Inside 329 Broome, the boards resemble artifacts of a tragic and historic time rather than finished canvases. And this is what sets the Bowery Union apart from similar collaborative efforts. The boards aren’t dedicated to one artist like a canvas and ideology doesn’t trump aesthetics. The artists were posting the work that had already been created. And now, in retrospect, it’s interesting to see how many of the pieces were prophetic.
In this way, the collective transformed the plywood into an ephemeral collage – a community art board of sorts that inspired graffiti writers and even amateurs, who also felt a need to create in the public physical realm after months of isolation.
The results of these collaborations are the highlight of the show.
Marco Villard, a French-born artist new to street art, was on the scene while Bowery Union artists were at work. Villard, who was looking to paint large-scale on an entire board, was not dissuaded from painting over a posted reproduction of one of Bryant Small’s colorfield paintings.
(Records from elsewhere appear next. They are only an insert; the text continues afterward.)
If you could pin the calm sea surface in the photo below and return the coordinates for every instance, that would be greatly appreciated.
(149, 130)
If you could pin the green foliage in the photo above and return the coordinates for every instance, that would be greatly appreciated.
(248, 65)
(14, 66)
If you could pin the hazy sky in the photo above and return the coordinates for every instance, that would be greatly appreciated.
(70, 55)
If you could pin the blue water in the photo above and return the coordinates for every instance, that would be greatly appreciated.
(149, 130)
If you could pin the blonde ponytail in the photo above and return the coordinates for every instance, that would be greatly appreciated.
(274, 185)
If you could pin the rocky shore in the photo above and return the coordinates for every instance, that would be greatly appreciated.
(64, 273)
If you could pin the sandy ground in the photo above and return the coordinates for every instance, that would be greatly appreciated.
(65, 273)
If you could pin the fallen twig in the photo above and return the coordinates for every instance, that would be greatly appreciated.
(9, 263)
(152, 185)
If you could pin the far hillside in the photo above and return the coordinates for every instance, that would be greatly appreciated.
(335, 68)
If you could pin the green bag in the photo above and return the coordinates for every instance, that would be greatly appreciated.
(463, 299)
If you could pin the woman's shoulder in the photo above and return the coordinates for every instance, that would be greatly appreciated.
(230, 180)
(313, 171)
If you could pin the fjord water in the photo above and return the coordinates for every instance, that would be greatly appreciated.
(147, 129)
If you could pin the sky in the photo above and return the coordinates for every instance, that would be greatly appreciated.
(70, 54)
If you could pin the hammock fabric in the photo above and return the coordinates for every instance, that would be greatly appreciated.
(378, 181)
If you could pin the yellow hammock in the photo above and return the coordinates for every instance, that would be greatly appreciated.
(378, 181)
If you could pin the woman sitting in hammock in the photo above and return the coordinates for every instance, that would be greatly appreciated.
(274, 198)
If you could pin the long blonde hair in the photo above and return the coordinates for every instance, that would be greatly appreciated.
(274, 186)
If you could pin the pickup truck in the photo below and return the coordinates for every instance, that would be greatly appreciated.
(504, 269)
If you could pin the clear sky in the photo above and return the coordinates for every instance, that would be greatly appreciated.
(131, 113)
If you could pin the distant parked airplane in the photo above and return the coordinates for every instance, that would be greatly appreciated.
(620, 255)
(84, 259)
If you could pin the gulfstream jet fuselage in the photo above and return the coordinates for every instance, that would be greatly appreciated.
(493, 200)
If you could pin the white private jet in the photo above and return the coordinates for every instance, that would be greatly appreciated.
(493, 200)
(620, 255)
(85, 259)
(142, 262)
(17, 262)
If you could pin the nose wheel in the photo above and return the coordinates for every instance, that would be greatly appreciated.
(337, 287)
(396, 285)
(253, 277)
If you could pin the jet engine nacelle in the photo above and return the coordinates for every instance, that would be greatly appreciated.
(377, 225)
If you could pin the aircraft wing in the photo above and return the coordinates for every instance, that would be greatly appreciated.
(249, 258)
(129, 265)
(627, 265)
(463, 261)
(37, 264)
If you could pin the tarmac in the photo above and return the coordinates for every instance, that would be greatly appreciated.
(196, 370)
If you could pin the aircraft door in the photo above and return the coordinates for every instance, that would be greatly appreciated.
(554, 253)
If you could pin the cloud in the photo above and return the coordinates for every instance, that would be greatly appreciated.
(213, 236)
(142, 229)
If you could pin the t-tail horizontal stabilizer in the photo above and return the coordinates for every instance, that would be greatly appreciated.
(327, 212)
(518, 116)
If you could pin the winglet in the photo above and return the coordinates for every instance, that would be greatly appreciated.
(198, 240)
By the end of the months-long Street Gallery Project, 50 different works were imparted onto boarded-up storefronts. Of those, over a dozen were rescued and preserved by the collective for the show. Artist and spokesperson for the Bowery Union, Amanda Hurn, tells us that none of the works are for sale and that the groups plans to maintain the collection for future exhibitions.
The Bowery Union gallery is located at 329 Broome Street on the Lower East Side. The show has been active for two weeks now but will end with a closing party on August 27.